In all actuality, it is very rare to find someone who made a decision to follow God based on some form of media. Usually, people are drawn to God in tragedy or despair or in rare, quite moments of contemplation. They are often introduced to God through someone around them who loves them and loves God.

Does the single mom down the street know that she could call on you to watch her kids in an emergency? Does your alcoholic brother-in-law know that you will come pick him up at a bar so that he does not drive home drunk? All I am saying is that we need to be vulnerable, available, and grace-filled to those inside and outside the four walls of the church.

I believe in making our case in the public arena but I shudder when I see some of the preachers who get picked to represent our side on television. We share our faith with open arms and smiles and winks, not with wagging fingers, swinging Bibles, or clenched fists.

CINDY: What do you hope your readers get from your blog?

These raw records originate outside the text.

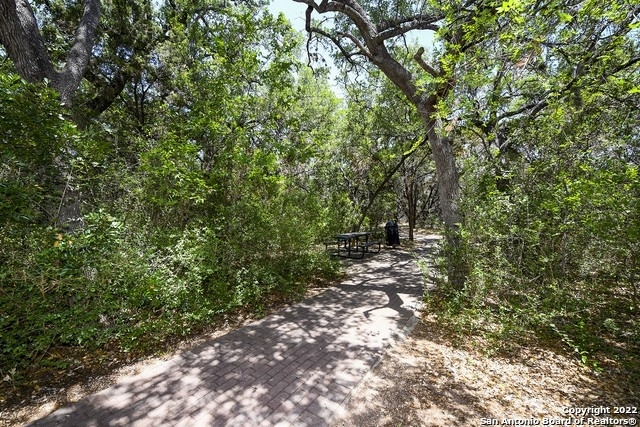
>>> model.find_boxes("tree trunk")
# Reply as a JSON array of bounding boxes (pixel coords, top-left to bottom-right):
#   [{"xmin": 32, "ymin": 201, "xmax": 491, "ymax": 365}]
[
  {"xmin": 407, "ymin": 184, "xmax": 415, "ymax": 241},
  {"xmin": 368, "ymin": 51, "xmax": 461, "ymax": 232},
  {"xmin": 372, "ymin": 53, "xmax": 465, "ymax": 287},
  {"xmin": 0, "ymin": 0, "xmax": 55, "ymax": 82},
  {"xmin": 416, "ymin": 105, "xmax": 466, "ymax": 288},
  {"xmin": 0, "ymin": 0, "xmax": 100, "ymax": 106},
  {"xmin": 0, "ymin": 0, "xmax": 100, "ymax": 229},
  {"xmin": 424, "ymin": 125, "xmax": 461, "ymax": 231}
]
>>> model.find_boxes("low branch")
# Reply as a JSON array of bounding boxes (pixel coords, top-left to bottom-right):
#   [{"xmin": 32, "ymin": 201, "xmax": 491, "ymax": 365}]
[{"xmin": 84, "ymin": 69, "xmax": 131, "ymax": 118}]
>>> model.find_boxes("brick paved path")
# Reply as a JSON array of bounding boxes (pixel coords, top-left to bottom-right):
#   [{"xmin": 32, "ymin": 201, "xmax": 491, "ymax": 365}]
[{"xmin": 27, "ymin": 236, "xmax": 439, "ymax": 427}]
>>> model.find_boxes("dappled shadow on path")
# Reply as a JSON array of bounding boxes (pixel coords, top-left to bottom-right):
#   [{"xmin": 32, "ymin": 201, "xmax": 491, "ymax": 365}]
[
  {"xmin": 333, "ymin": 235, "xmax": 640, "ymax": 427},
  {"xmin": 26, "ymin": 236, "xmax": 439, "ymax": 426}
]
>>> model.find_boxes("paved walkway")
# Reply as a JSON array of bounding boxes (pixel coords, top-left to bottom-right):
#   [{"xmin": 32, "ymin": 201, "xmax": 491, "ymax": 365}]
[{"xmin": 28, "ymin": 236, "xmax": 439, "ymax": 427}]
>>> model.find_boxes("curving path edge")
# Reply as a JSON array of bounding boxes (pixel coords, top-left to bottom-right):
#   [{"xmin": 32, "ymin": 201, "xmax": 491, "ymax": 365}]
[{"xmin": 27, "ymin": 235, "xmax": 440, "ymax": 427}]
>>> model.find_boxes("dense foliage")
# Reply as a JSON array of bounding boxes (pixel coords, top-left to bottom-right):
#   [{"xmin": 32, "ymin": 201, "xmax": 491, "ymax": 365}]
[
  {"xmin": 0, "ymin": 0, "xmax": 638, "ymax": 402},
  {"xmin": 0, "ymin": 3, "xmax": 348, "ymax": 383},
  {"xmin": 429, "ymin": 0, "xmax": 640, "ymax": 364},
  {"xmin": 434, "ymin": 94, "xmax": 640, "ymax": 364}
]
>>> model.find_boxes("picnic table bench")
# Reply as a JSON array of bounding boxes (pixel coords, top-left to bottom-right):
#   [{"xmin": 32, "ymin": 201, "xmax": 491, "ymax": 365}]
[
  {"xmin": 333, "ymin": 232, "xmax": 381, "ymax": 259},
  {"xmin": 358, "ymin": 239, "xmax": 381, "ymax": 252}
]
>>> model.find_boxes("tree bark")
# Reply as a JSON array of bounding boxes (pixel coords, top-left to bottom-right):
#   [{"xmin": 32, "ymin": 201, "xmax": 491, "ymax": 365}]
[
  {"xmin": 0, "ymin": 0, "xmax": 55, "ymax": 82},
  {"xmin": 0, "ymin": 0, "xmax": 100, "ymax": 230},
  {"xmin": 406, "ymin": 179, "xmax": 416, "ymax": 241},
  {"xmin": 0, "ymin": 0, "xmax": 100, "ymax": 106},
  {"xmin": 421, "ymin": 115, "xmax": 461, "ymax": 230},
  {"xmin": 52, "ymin": 0, "xmax": 100, "ymax": 106}
]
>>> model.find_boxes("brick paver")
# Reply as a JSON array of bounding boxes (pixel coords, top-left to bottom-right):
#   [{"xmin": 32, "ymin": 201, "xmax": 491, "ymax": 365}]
[{"xmin": 26, "ymin": 236, "xmax": 439, "ymax": 426}]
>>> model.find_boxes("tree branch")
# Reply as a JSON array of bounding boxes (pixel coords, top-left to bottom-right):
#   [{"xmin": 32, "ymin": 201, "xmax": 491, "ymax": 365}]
[
  {"xmin": 356, "ymin": 133, "xmax": 430, "ymax": 230},
  {"xmin": 84, "ymin": 69, "xmax": 131, "ymax": 118},
  {"xmin": 304, "ymin": 5, "xmax": 366, "ymax": 63},
  {"xmin": 0, "ymin": 0, "xmax": 55, "ymax": 82},
  {"xmin": 376, "ymin": 13, "xmax": 442, "ymax": 34},
  {"xmin": 375, "ymin": 16, "xmax": 440, "ymax": 43},
  {"xmin": 413, "ymin": 47, "xmax": 441, "ymax": 78}
]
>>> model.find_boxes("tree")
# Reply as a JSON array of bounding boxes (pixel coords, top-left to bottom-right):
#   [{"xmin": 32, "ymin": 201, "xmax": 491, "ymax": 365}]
[
  {"xmin": 397, "ymin": 145, "xmax": 437, "ymax": 240},
  {"xmin": 450, "ymin": 0, "xmax": 640, "ymax": 182},
  {"xmin": 0, "ymin": 0, "xmax": 100, "ymax": 106},
  {"xmin": 430, "ymin": 0, "xmax": 640, "ymax": 358},
  {"xmin": 294, "ymin": 0, "xmax": 639, "ymax": 285},
  {"xmin": 333, "ymin": 67, "xmax": 437, "ymax": 234},
  {"xmin": 294, "ymin": 0, "xmax": 461, "ymax": 234}
]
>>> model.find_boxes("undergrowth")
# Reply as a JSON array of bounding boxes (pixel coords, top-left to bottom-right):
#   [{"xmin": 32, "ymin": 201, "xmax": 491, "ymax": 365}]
[
  {"xmin": 0, "ymin": 215, "xmax": 341, "ymax": 398},
  {"xmin": 422, "ymin": 243, "xmax": 640, "ymax": 373}
]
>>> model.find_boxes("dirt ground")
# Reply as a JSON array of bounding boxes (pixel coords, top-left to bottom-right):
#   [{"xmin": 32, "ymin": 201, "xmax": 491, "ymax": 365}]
[{"xmin": 331, "ymin": 312, "xmax": 640, "ymax": 427}]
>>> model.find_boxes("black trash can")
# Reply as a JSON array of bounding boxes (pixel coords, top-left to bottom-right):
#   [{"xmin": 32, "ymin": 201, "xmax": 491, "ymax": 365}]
[{"xmin": 385, "ymin": 221, "xmax": 400, "ymax": 246}]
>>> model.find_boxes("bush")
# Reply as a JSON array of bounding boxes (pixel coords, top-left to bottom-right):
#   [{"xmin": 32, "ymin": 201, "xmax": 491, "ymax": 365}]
[{"xmin": 430, "ymin": 148, "xmax": 640, "ymax": 365}]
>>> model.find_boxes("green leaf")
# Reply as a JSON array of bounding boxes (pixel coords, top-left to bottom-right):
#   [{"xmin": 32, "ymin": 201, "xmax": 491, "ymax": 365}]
[{"xmin": 557, "ymin": 12, "xmax": 573, "ymax": 23}]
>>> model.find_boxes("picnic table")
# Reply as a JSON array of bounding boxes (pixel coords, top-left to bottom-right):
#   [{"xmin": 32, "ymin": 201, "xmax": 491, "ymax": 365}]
[{"xmin": 334, "ymin": 231, "xmax": 381, "ymax": 258}]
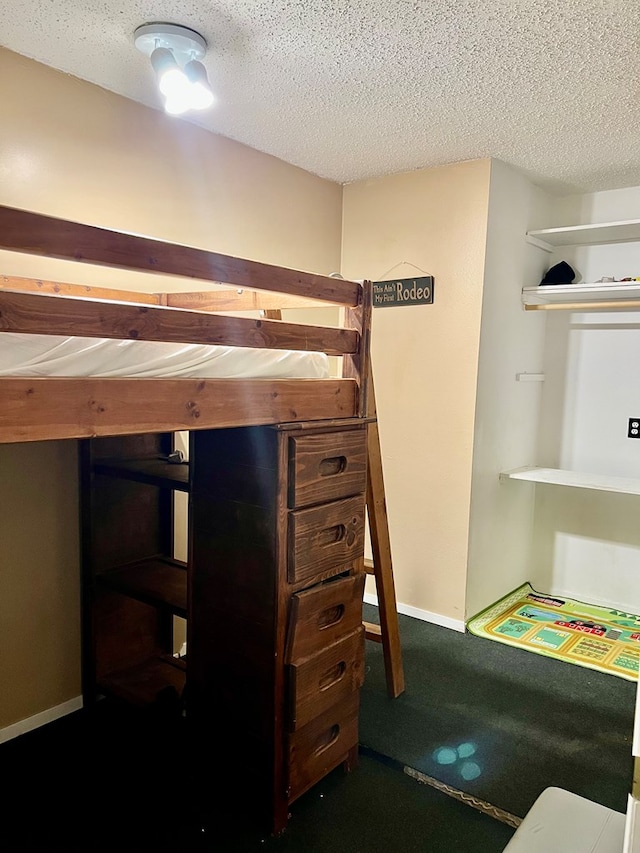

STEVE: The reason I began Thunderstruck was to show my friends—those who believe and those who do not—that the entire world (even The New York Times) is writing and pondering stories that used to get ignored or relegated to the “Religion Page” found at the back of the sports section on Saturdays. I hope that they use the articles on the site to think about the big questions in life. I know that she is extremely unpopular with everyone in the Church, but what are we supposed to do with this comment from Madonna: "I'm constantly trying to figure out what my place in the world is. That search was obviously instigated by the birth of my daughter. In my film, I talk about how I woke up one day and thought, 'my God, I'm about to have a baby; how am I going to teach my child what the meaning of life is when I don't know myself?' If she asks why she's here and who is God or why are people suffering, I want to have answers. And I want to ask those questions, too."

Do we ignore her because she has offended us in the past? Jesus would be bummed if that were our response.

Has your blog changed your life in any way?

STEVE: I’ve met a lot of great people along the way. It has been a blessing, I am told. I’m glad.